Since protests erupted across Sudan in December security agents and riot police have cracked down on demonstrators, but the army has so far not intervened.
Early on Monday morning, Sudanese security forces fired tear gas at the thousands of protesters who had massed outside the army headquarters for a second night demanding that President Omar al-Bashir resign.
At least five demonstrators have been killed in the weekend protests amid a fierce security crackdown that has also involved live fire, according to activists cited by AP.
Several vehicles carrying security personnel arrived in the early hours of the morning at the site where protesters had been demonstrating continuously since Saturday, witnesses said.
“After that, security forces began firing tear gas at protesters,” a witness said on condition of anonymity.
The gas was felt by residents in an upscale Khartoum district some five kilometres away from the army complex.
“I stepped out on my balcony hearing the sound of the gas canisters and could feel the gas in the air,” said one resident.
Thousands of protesters have been demonstrating since Saturday outside the army complex that also houses Bashir‘s residence and the defence ministry.
Chanting anti-government slogans, protesters have been urging the military to back them in demanding Bashir’s resignation.
They accuse his adminstration of mismanaging the country’s economy that has led to soaring food prices and regular shortages of fuel and foreign currency.
The veteran leader has acknowledged that the economic concerns raised by the protesters were “legitimate”.
Protests first erupted on December 19 after a government decision to triple the price of bread.
But they quickly morphed into nationwide demonstrations against Bashir’s rule.
According to New York-based rights group Physicians for Human Rights, at least 60 people have been killed since the protests began.
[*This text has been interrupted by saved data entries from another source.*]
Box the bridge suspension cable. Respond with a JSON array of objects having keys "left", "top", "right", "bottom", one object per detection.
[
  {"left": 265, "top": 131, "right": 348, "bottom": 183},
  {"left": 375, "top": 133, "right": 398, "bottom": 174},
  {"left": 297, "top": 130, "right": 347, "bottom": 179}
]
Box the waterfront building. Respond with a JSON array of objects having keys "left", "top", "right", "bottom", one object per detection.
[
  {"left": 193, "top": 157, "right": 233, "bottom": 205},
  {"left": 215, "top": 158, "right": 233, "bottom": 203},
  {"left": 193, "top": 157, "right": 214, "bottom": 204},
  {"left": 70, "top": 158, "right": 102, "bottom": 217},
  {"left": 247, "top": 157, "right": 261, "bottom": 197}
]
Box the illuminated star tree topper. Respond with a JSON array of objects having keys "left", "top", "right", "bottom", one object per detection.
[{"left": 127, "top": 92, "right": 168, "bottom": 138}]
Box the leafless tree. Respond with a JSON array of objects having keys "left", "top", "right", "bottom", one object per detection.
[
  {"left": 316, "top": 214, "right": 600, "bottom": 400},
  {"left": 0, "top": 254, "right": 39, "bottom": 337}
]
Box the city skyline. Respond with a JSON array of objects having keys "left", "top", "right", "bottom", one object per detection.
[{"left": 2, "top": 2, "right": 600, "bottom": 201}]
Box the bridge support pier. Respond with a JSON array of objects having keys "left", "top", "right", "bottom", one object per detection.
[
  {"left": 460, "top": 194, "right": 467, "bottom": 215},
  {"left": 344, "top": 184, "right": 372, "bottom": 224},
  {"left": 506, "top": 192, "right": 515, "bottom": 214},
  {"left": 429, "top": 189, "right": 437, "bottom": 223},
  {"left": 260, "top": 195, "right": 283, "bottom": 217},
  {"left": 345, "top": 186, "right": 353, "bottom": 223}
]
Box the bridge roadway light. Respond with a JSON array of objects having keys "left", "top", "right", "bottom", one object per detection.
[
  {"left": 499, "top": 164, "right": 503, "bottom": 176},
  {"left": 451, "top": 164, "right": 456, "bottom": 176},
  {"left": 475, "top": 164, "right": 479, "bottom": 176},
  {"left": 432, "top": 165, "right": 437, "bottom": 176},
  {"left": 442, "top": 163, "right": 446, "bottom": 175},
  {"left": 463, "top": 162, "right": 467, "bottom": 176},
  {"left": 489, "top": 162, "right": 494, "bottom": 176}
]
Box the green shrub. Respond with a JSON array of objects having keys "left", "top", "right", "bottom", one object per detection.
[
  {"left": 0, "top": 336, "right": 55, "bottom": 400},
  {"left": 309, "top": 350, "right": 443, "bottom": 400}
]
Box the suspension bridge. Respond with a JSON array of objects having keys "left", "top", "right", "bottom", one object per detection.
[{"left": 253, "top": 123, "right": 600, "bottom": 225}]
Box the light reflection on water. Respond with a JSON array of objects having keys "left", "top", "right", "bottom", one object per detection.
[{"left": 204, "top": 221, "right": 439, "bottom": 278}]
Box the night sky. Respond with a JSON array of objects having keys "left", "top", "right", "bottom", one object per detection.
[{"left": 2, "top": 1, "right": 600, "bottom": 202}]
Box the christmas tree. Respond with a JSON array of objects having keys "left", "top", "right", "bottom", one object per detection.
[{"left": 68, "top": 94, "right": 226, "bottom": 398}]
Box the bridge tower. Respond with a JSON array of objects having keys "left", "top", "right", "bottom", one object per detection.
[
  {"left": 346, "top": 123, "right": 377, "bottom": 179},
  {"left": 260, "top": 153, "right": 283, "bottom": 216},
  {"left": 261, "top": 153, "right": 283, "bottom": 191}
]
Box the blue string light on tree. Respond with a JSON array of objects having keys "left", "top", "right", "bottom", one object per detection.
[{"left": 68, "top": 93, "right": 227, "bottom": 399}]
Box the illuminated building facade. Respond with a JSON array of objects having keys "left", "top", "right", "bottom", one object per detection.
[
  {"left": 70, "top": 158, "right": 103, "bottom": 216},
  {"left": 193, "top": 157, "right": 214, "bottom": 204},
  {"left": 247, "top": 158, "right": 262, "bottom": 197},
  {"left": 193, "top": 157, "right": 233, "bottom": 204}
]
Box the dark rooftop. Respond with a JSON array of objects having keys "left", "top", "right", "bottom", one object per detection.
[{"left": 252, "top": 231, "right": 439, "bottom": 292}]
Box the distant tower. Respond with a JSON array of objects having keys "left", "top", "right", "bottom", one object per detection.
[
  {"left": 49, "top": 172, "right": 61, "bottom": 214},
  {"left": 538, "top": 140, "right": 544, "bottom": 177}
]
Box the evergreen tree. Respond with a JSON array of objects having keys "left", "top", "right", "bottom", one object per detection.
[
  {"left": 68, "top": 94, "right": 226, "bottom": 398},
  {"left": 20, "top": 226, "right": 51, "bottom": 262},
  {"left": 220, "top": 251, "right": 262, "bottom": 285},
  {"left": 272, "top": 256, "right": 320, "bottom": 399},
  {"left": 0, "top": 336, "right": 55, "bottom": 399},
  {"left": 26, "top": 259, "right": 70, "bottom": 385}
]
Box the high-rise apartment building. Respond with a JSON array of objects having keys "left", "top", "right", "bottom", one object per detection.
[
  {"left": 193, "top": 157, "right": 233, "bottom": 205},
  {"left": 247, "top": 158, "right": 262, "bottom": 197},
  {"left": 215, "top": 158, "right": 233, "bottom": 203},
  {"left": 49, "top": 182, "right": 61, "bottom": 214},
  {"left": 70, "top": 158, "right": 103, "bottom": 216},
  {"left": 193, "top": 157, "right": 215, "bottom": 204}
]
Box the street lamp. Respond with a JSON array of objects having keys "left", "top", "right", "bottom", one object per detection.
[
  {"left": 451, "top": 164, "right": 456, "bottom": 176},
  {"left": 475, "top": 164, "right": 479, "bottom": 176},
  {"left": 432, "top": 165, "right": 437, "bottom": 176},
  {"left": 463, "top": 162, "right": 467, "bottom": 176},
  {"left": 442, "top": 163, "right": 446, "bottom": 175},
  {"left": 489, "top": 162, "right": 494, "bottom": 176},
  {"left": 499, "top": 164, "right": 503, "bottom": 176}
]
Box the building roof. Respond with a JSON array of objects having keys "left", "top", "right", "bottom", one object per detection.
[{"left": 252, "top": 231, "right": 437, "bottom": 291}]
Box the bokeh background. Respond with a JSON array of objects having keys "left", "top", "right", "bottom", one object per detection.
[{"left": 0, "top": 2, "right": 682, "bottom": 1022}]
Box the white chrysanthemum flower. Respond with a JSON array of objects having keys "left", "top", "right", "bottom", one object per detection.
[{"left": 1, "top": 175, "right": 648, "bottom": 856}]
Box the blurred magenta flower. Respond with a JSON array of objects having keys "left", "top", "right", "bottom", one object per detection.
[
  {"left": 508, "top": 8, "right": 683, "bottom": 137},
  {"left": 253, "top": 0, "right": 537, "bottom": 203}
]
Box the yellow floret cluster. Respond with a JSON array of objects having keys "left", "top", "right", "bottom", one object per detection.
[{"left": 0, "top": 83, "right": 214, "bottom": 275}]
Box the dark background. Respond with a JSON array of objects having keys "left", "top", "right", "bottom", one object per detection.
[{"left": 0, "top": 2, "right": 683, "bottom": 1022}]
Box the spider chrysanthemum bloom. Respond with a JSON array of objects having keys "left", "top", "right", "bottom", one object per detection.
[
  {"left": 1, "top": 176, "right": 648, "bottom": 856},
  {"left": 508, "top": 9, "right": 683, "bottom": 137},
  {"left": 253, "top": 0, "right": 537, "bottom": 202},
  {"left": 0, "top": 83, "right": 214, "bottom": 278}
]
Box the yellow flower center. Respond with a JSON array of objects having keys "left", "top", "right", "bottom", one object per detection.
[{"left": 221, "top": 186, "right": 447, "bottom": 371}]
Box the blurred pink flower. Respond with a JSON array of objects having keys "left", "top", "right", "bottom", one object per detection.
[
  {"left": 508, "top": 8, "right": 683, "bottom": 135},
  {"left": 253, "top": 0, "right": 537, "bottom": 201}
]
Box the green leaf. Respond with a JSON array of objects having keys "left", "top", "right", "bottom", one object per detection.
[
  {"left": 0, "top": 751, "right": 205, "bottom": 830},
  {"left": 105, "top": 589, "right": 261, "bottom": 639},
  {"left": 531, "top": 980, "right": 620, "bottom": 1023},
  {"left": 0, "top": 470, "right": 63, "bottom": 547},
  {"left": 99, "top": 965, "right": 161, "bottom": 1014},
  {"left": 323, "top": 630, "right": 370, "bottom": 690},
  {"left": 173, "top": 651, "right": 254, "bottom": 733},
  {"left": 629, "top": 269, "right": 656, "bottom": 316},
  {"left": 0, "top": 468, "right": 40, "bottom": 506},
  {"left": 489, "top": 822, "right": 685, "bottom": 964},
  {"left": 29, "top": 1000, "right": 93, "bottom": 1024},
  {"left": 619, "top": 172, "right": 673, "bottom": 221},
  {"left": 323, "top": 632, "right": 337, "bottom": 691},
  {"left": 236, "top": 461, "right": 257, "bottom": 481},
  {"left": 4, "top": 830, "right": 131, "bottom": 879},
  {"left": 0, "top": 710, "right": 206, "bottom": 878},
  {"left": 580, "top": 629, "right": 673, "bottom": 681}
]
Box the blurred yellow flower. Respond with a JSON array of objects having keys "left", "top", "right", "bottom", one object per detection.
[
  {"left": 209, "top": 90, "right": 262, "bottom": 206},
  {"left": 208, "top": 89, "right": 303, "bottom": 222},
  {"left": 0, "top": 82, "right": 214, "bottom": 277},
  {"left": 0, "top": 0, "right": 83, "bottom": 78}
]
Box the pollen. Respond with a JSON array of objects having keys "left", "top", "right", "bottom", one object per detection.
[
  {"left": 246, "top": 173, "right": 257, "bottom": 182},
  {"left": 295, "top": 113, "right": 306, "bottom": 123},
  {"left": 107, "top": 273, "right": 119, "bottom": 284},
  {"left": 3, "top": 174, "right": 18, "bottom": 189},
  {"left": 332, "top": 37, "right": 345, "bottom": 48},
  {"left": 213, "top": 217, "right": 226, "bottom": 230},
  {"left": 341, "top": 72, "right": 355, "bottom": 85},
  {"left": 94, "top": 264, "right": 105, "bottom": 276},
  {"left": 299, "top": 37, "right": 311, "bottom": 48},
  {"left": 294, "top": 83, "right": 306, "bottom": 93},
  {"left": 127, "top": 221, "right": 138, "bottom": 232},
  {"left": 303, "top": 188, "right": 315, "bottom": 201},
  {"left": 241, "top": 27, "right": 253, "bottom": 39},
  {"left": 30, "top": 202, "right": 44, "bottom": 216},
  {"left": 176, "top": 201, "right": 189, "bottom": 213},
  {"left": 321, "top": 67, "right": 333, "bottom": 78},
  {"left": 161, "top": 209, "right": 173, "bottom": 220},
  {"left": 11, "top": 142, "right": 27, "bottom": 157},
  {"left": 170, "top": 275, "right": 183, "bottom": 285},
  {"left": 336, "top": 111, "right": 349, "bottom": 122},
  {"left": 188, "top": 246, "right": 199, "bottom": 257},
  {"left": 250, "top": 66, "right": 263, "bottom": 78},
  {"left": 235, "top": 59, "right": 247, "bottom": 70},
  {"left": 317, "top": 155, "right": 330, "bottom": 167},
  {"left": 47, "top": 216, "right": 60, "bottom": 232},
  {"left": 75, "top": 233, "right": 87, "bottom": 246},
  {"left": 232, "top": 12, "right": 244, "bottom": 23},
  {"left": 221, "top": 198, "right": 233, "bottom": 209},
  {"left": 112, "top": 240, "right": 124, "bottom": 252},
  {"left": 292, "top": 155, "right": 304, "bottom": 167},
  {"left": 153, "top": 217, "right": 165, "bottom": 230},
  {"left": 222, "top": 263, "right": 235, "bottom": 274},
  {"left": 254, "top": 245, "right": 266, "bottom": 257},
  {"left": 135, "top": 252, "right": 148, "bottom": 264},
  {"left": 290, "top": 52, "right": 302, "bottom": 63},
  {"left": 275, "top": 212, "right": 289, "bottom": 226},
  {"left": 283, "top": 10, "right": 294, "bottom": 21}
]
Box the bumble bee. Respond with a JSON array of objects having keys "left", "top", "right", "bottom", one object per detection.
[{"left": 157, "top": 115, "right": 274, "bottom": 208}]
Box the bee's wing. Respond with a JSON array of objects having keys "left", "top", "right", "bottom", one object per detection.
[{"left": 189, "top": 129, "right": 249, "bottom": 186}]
The government has put the number of deaths at 32, including police officers among the victims, but that tally hasn’t been updated in weeks.
In recent weeks the scale and intensity of protests had dwindled due to a state of emergency imposed by Bashir, but Saturday saw a resurgence with thousands of protesters staging a continuous rally outside the army complex.
Protest organisers chose April 6 for the latest rally to mark the 1985 uprising that toppled the regime of then president Jaafar Nimeiri.